The activity stems from a Ferris Foundation Exceptional Merit Grant, “Promoting Healthy Aging through Interactive Technologies,” awarded to Social Work professor Michael Berghoef. The grant is designed to help promote both physical and cognitive health among the elderly. Judging by a collective groan when a bowler rolls a split, it’s working.
“The idea was clever, but I didn’t imagine it would work this well and have pretty much all the intended effects right away,” says Berghoef of the project informally dubbed by students “Wii Can Help!” “These are people who would otherwise have been in their rooms or maybe passively watching television – and they were pretty rowdy. It kind of had the camaraderie of an actual bowling alley.”
The use of such interactive technology is in line with a shift of focus in care for the aging toward active, community-based services. With an anticipated 1 in 6 Americans being elderly by the year 2020, the need for social workers versed in the newest trends in gerontology is great. While this is a huge societal challenge, it is also offers new career possibilities for students who recognize the need and have the skills to meet the challenge.
“There’s a huge need for adequately trained workers in the field of gerontology,” says Berghoef. “The need far exceeds the number of workers who will be ready for a graying America. The default position for many students is that they want to work with kids. It’s not that they don’t want to work with older adults – they just haven’t thought of it. This grant puts that option out there early on.”
Berghoef also notes that the experience of working with an aging population is important preparation even for those who may work with a younger clientele. “A lot of kids have a grandparent as their primary caregiver. Aging is an issue that is going to present itself, so students need to be prepared.”

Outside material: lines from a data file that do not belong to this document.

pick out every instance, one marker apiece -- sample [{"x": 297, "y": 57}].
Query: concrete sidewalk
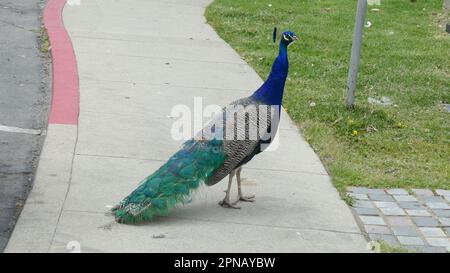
[{"x": 137, "y": 59}]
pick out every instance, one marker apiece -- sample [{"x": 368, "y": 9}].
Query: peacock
[{"x": 231, "y": 139}]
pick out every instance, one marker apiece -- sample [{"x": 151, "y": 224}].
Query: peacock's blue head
[{"x": 288, "y": 37}]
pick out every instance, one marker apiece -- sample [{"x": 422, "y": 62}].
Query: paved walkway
[
  {"x": 419, "y": 221},
  {"x": 136, "y": 60}
]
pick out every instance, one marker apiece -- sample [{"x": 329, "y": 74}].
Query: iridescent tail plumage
[{"x": 172, "y": 183}]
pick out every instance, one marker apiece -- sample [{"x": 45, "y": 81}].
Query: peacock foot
[
  {"x": 242, "y": 198},
  {"x": 226, "y": 204}
]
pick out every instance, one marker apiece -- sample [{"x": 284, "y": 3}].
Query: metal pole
[{"x": 356, "y": 49}]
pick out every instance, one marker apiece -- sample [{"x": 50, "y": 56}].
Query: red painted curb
[{"x": 66, "y": 96}]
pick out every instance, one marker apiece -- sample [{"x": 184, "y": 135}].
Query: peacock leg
[
  {"x": 241, "y": 197},
  {"x": 226, "y": 201}
]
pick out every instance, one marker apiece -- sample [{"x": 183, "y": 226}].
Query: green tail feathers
[{"x": 172, "y": 183}]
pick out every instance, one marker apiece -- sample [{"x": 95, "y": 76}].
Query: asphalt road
[{"x": 24, "y": 103}]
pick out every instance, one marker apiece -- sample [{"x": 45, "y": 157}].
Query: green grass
[{"x": 405, "y": 56}]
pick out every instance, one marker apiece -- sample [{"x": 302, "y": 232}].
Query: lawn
[{"x": 405, "y": 56}]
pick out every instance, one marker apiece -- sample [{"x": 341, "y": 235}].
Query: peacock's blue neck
[{"x": 271, "y": 92}]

Ferris students are involved in the very hands-on grant just as it was Ferris students in gerontology field placements who brought the idea of trying to find funding for the project forward to the Phi Alpha Social Work Honor Society, and ultimately to Berghoef, who suggested submitting an Exceptional Merit Grant proposal. With Berghoef helping to coordinate the effort, students wrote the grant collaboratively on-line using Google Documents, each student taking responsibility for an area of the grant to research and write. The academic rigor that was exercised also extends to quantifying the benefits of an activity that so far has had glowing, but mostly anecdotal, reviews.
“This is a great research opportunity, which we are exploring. There hasn’t been a lot of formal research done – so we’re building on informal research. We want to do something that students think is valid. I’ve been asking them what aspect of this they think would be compelling,”Berghoef says. “Such research will help to establish the efficacy of making other assistive technology –especially on-line information technology – more accessible to older adults.”
In addition to the electronic activities, the grant provides for purchase a variety of more traditional, low-tech games such as cribbage, Scrabble and Yahtzee that involve counting and strategy which promote cognitive thinking and social development. However, judging from the response of the Metron residents using the Wii’s controller to knock down virtual pins, the world of gaming as experienced though one of its most user-friendly interfaces is going to be the biggest crowd-pleaser in the grant’s array of fun and engaging pastimes.
“I wish I could have bottled that experience,” Berghoef says of the Wii’s Metron debut. “It was really heartwarming.”